BLOG_POST / smollm-finetuning-comment-generator

From 4M comments to a style-controlled comment generator

5 min read
945 words
tl;dr summary

I cleaned and deduped 4M scraped comments, bootstrapped style labels with a DeBERTaV3 classifier + pseudo-labeling, then fine-tuned SmolLM3 with LoRA to generate comments in controllable styles.

From 4M comments to a style-controlled comment generator

I accidentally built a dataset that sounds like a flex and behaves like a responsibility: 4M+ comments, each paired with a username, a short description of the thing being commented on, and the comment text itself.

The goal was not “train a general chatbot”. I wanted something narrower and more useful: generate believable comments in a specific style on demand.

The styles I ended up using:

  • happy
  • toxic
  • sarcastic
  • cringe
  • wholesome
  • noise (spam / contextless junk / “do not teach the model this”; excluded later)

This post is the 5-minute version of what actually made it work: cleaning, labeling at scale, and then LoRA fine-tuning a small model to be controllable.


Step 0: accept that scraped comments are disgusting

If you scrape comments at scale, you get all the classics:

  • exact duplicates (bots, reposts, copy-paste)
  • near duplicates (templates with tiny edits)
  • whitespace garbage
  • ultra-short reactions (“lol”, ”.”, “ok”)

If you do not fix this early, you label the same sentence 50 times, your classifier learns templates instead of style, and your generator becomes a slot machine that keeps repeating itself.


Step 1: clean + dedup before you label anything

My cleaning pass ran directly on the SQLite DB that stored the raw scrape, because it was the simplest way to do chunked reads + bulk deletes without loading 4M rows into RAM.

The core operations:

Normalize text

Before comparing anything, I normalize each comment so cosmetic differences stop mattering:

  • trim
  • collapse repeated whitespace
  • lowercase

That turns things like " Nice!!! ", "nice!!!", and "NICE!!!" into the same canonical string.

Drop very short comments

Anything under 12 characters gets dropped. This is where you delete a shocking amount of low-signal junk.

Exact dedup (fast path)

After normalization, I hash each comment (xxHash) and keep a seen set. If a hash repeats, the row gets deleted.

Near dedup (the important part)

Exact dedup barely scratches the surface because the internet loves templates.

I used MinHash + LSH over character n-grams and treated comments as duplicates when their approximate Jaccard similarity crossed a high threshold. This catches:

  • emoji/no-emoji variants
  • template spam with one word swapped
  • “same comment, slightly rewritten”

The chunked processing part matters: reading in batches and buffering deletes is the difference between “pipeline” and “my laptop is a space heater”.

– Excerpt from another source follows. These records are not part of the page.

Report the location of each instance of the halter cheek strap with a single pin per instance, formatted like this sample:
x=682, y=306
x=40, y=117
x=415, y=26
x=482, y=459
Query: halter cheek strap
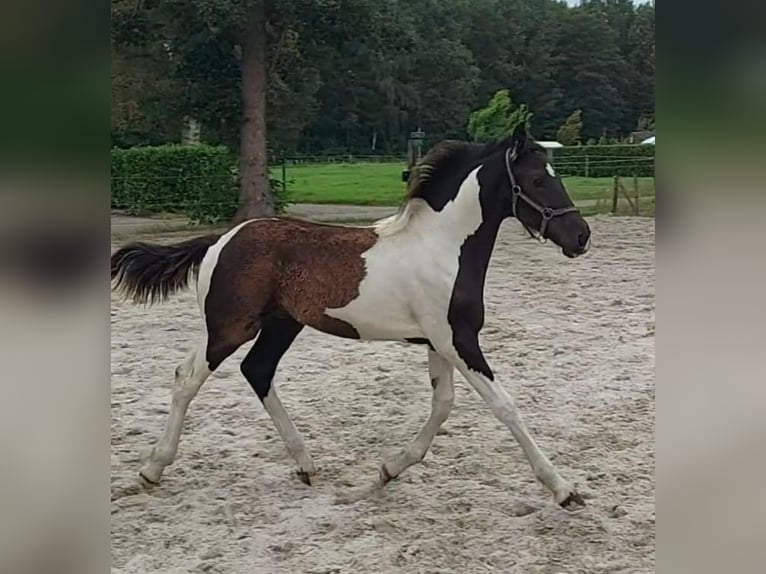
x=546, y=213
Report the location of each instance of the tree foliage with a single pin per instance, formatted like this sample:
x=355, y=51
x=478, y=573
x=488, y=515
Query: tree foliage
x=569, y=132
x=347, y=75
x=497, y=119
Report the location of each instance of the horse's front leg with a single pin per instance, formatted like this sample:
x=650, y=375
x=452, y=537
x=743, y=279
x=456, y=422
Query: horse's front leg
x=464, y=353
x=440, y=371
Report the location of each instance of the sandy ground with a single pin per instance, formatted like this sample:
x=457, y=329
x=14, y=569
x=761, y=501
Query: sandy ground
x=573, y=340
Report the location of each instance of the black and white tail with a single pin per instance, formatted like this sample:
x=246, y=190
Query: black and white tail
x=149, y=272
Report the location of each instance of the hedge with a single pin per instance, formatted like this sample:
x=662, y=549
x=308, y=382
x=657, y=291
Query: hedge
x=197, y=180
x=605, y=160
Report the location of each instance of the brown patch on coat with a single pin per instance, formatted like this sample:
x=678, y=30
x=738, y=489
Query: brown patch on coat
x=292, y=266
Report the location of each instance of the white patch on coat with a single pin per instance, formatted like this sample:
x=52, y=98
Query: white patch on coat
x=208, y=265
x=550, y=170
x=410, y=274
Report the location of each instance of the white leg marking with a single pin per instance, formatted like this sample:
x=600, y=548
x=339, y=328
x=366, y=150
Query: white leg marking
x=504, y=408
x=190, y=375
x=441, y=372
x=290, y=435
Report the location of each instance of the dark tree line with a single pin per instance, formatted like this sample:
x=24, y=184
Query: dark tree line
x=358, y=75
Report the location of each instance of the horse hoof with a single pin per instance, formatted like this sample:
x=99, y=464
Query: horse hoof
x=572, y=502
x=146, y=481
x=385, y=476
x=304, y=477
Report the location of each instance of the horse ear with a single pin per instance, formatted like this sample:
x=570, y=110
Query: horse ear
x=519, y=138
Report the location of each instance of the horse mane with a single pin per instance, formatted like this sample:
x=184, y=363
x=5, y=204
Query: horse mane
x=444, y=160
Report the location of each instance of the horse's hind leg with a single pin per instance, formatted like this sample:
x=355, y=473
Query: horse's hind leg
x=259, y=367
x=441, y=373
x=189, y=377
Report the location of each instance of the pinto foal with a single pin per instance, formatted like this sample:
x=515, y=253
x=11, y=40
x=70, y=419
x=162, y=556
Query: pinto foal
x=417, y=276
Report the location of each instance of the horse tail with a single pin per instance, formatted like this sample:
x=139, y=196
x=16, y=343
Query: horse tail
x=149, y=272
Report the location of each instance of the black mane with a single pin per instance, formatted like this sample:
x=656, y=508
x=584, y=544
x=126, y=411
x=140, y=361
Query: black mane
x=448, y=159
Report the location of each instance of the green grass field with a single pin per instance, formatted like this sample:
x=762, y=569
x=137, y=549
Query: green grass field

After cleaning, the dataset landed at roughly:

  • 3.7M comments remaining (from 4M+)
  • ~44 characters average comment length

Step 2: pick labels you can actually label

The taxonomy stayed intentionally small. If I cannot define a label in one sentence, it is not a label, it is a future argument with myself.

noise is a first-class label on purpose. It is not an insult, it is a safety/quality boundary: spam, unreadable fragments, and stuff that only makes sense in-thread goes there.

This is also how you keep “style control” from collapsing into “style soup”.


Step 3: bootstrap labels with a classifier (DeBERTaV3)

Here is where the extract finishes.